In Stockton, CA, Crime Pays
The city’s mayor proposes a monthly stipend for individuals “most likely to shoot somebody.”
How does one sell a bad idea? Dress it up with a lot of false conjecture and two-bit moral platitudes designed to guilt the audience into acquiescence lest they be labeled as heartless bigots for opposing it. Leftists have been using this tactic for decades, and the latest example comes out of Stockton, California.
The youthful 27-year-old Democrat mayor of Stockton, Michael Tubbs, recently announced his new plan to combat crime. He’s calling it “Advance Peace.” Tubbs’ program would grant a stipend of up to $1,000 a month to “those individuals deemed most likely to shoot somebody.” It is a novel take on the Universal Basic Income ideology, which is essentially a welfare program for displaced workers predicated on the notion that as technological development increases automation in production, workers are left behind without the means to earn a livable wage. Tubbs’ version, rather than providing basic income for a worker whose job skills have become obsolete, would focus on dissuading potentially violent individuals from engaging in criminal activity by essentially paying them not to commit crimes. What could possibly go wrong?
It’s like a school lunchroom monitor giving a bully a free meal in the hopes that he will feel no need to steal other kids’ lunch money. Instead of punishing criminal behavior, the program rewards it. How exactly will this lead to less crime? Clearly, the fundamental assertion being made is that poverty, not human nature, is the root cause of crime. While poverty in certain ways does exacerbate it, the fact of the matter is criminal behavior exists throughout all social economic spheres.
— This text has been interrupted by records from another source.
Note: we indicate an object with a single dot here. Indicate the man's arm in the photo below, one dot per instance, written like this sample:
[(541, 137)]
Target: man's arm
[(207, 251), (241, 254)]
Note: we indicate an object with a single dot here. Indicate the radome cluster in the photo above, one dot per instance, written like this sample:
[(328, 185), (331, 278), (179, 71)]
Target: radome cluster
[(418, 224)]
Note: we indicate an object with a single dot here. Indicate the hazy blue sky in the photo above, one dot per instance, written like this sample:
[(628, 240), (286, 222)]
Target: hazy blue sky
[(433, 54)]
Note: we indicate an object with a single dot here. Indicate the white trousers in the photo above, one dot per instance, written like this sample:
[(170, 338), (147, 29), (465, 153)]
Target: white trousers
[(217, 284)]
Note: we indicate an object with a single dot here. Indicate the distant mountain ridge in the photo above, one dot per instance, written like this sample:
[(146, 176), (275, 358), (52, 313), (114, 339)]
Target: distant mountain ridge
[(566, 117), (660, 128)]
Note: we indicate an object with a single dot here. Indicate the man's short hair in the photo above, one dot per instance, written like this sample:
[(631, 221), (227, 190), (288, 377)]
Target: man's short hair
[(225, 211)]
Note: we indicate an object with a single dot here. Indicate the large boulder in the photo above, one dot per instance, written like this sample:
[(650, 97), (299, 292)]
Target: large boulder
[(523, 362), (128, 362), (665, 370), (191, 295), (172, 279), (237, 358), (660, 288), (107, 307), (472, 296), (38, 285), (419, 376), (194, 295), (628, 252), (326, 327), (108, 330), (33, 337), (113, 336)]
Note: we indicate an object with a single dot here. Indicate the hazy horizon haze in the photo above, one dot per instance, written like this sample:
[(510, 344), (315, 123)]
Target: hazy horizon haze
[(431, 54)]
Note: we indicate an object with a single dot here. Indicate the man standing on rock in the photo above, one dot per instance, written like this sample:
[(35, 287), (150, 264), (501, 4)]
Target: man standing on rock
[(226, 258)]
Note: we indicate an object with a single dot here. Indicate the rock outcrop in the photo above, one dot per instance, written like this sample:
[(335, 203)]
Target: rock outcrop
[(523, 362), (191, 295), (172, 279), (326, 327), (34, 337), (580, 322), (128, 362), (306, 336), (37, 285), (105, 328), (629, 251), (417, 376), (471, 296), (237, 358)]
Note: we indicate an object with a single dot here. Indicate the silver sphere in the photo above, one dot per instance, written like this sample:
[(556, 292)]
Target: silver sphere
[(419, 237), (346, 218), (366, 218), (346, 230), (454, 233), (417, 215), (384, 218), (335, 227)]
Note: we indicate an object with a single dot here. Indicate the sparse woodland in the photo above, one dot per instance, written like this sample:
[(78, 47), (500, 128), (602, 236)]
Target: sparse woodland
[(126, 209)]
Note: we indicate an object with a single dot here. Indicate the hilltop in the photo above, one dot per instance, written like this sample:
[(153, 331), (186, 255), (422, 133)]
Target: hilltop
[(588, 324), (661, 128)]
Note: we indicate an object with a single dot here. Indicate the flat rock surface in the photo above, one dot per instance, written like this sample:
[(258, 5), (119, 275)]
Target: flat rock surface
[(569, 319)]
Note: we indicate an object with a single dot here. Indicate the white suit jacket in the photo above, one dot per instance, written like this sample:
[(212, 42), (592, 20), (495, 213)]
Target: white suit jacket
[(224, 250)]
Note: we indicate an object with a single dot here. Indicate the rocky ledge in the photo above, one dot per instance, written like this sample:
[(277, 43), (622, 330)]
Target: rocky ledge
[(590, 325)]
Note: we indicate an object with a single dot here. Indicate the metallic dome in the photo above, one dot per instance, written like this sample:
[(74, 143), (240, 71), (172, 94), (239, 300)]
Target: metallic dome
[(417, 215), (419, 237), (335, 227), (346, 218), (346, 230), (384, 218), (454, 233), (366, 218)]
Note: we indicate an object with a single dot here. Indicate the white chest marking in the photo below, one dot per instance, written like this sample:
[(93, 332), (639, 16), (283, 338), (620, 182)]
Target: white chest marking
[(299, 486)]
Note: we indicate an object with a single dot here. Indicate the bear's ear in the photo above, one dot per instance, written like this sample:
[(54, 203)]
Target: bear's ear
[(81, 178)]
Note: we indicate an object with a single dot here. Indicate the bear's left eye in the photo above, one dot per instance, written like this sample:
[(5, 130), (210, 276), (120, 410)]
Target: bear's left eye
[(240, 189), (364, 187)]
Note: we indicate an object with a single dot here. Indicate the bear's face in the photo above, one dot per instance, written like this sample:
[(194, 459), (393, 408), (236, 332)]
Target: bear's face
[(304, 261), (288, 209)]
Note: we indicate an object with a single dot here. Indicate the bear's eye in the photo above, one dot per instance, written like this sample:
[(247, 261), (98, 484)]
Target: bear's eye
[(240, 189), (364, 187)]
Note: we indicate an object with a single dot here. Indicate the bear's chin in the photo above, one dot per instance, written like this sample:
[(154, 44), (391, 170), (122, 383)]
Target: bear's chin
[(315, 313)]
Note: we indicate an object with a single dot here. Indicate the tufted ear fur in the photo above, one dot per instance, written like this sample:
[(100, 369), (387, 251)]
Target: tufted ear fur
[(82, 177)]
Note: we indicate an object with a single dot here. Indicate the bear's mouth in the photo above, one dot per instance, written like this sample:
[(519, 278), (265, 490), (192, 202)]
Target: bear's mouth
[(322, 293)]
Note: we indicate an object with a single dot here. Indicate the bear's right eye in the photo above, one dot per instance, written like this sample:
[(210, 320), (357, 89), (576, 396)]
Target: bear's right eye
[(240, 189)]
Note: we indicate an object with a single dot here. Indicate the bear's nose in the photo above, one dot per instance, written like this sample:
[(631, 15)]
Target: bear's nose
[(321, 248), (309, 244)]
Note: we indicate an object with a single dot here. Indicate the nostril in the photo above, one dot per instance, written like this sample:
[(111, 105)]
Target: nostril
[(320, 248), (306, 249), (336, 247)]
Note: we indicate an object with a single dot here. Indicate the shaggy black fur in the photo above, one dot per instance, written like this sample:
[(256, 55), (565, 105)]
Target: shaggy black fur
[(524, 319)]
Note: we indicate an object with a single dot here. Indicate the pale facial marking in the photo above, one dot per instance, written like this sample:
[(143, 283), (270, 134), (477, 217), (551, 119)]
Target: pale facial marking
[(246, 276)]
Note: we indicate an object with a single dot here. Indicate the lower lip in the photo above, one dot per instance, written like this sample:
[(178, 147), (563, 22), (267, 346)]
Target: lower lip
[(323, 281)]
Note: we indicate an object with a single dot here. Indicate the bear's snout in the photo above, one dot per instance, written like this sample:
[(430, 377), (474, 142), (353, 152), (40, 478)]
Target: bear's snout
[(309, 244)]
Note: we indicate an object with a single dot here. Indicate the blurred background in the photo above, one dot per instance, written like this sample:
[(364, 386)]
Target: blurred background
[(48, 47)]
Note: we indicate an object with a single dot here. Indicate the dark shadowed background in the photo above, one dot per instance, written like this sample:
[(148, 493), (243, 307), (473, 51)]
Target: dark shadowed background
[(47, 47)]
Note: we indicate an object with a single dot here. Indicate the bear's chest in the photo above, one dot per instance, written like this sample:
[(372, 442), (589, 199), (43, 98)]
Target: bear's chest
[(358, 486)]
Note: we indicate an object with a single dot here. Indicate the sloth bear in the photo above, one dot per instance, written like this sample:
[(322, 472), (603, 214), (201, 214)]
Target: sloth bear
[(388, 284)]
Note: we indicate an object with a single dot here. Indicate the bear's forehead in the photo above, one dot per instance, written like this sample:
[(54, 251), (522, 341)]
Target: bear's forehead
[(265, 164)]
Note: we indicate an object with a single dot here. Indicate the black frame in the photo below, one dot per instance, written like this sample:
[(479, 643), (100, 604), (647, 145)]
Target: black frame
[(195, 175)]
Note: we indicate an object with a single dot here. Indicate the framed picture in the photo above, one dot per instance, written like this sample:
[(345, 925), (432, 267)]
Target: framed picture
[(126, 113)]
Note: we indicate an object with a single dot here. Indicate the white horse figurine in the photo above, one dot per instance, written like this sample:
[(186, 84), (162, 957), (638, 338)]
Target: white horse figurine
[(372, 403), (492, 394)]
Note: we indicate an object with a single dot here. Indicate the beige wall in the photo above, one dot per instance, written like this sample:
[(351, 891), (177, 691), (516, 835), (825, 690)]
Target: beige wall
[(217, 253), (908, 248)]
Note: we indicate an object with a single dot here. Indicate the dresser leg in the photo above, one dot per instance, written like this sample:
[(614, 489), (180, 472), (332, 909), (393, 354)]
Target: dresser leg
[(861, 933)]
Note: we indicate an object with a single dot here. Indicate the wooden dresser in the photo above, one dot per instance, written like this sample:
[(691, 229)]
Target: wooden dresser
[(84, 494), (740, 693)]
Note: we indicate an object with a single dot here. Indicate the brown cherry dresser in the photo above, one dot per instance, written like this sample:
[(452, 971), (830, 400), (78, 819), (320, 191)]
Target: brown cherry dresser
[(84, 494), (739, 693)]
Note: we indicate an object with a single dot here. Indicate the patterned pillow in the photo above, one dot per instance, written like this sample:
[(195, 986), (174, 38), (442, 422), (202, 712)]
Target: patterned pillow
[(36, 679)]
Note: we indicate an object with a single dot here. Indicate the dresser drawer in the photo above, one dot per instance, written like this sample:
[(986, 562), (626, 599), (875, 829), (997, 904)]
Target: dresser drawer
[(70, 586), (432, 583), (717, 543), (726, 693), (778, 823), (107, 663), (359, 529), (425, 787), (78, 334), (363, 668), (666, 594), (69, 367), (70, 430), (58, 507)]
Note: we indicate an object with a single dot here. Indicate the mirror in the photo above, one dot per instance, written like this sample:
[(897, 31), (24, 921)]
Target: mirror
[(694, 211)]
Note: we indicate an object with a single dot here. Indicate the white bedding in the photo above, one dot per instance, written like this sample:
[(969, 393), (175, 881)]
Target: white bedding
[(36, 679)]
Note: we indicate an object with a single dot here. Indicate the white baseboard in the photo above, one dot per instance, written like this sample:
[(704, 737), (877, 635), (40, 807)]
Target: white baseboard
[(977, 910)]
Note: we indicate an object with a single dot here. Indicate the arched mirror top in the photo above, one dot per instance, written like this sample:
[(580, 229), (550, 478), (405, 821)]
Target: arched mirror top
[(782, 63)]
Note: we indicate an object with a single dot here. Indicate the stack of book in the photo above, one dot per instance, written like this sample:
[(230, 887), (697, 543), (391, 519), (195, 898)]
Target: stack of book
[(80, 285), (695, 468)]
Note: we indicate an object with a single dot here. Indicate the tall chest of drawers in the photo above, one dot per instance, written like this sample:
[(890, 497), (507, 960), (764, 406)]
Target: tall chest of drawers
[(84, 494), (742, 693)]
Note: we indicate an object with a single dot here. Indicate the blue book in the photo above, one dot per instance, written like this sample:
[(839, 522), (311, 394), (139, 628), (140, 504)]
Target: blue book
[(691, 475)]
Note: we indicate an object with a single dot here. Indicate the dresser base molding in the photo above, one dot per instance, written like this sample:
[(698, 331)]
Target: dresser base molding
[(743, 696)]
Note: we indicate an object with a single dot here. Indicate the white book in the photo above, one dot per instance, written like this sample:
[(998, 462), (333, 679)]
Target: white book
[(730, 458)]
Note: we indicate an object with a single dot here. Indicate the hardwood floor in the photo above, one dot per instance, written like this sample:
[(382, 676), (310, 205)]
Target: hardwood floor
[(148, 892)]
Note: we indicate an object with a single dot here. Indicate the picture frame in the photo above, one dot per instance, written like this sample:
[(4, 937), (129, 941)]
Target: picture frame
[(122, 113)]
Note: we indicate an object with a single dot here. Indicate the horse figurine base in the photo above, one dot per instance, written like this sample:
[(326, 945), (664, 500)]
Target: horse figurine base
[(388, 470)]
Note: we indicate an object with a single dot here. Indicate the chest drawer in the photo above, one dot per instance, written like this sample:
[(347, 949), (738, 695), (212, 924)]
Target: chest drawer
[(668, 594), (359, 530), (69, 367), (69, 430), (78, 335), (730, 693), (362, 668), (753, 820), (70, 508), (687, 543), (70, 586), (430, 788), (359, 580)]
Lying, stealing, cheating and murder are not isolated to poor communities. The root culprit for all crime is found in human nature. Wherever humanity exists these behaviors will quickly manifest.
An obvious objection to the program is this: What’s to stop individuals within the program from wastefully spending the free money? Tubbs’ answer is laughable for it naivety. The Los Angles Times writes, “Tubbs said what he’s heard from residents is that if their number comes up, they won’t use the extra $500 a month to buy a new car or television. They’ll pay bills. One mother said it would help with inflated food and utility costs when her kids come home from college for the summer.”
Clearly, the program is intended as a gateway for leftist propaganda. While initially funded by private individuals, what’s to stop taxpayers from having to eventually foot the bill in the future? As with all these leftist welfare schemes, once people are hooked into the program it becomes tremendously difficult to cut them off. Political pressure will mount over any proposal for ending a source of income that people depend on. It will be met with howls of outrage for the supposed lack of concern for the poor or the insistence that doing so would guarantee a rise in crime. We all know how this game works.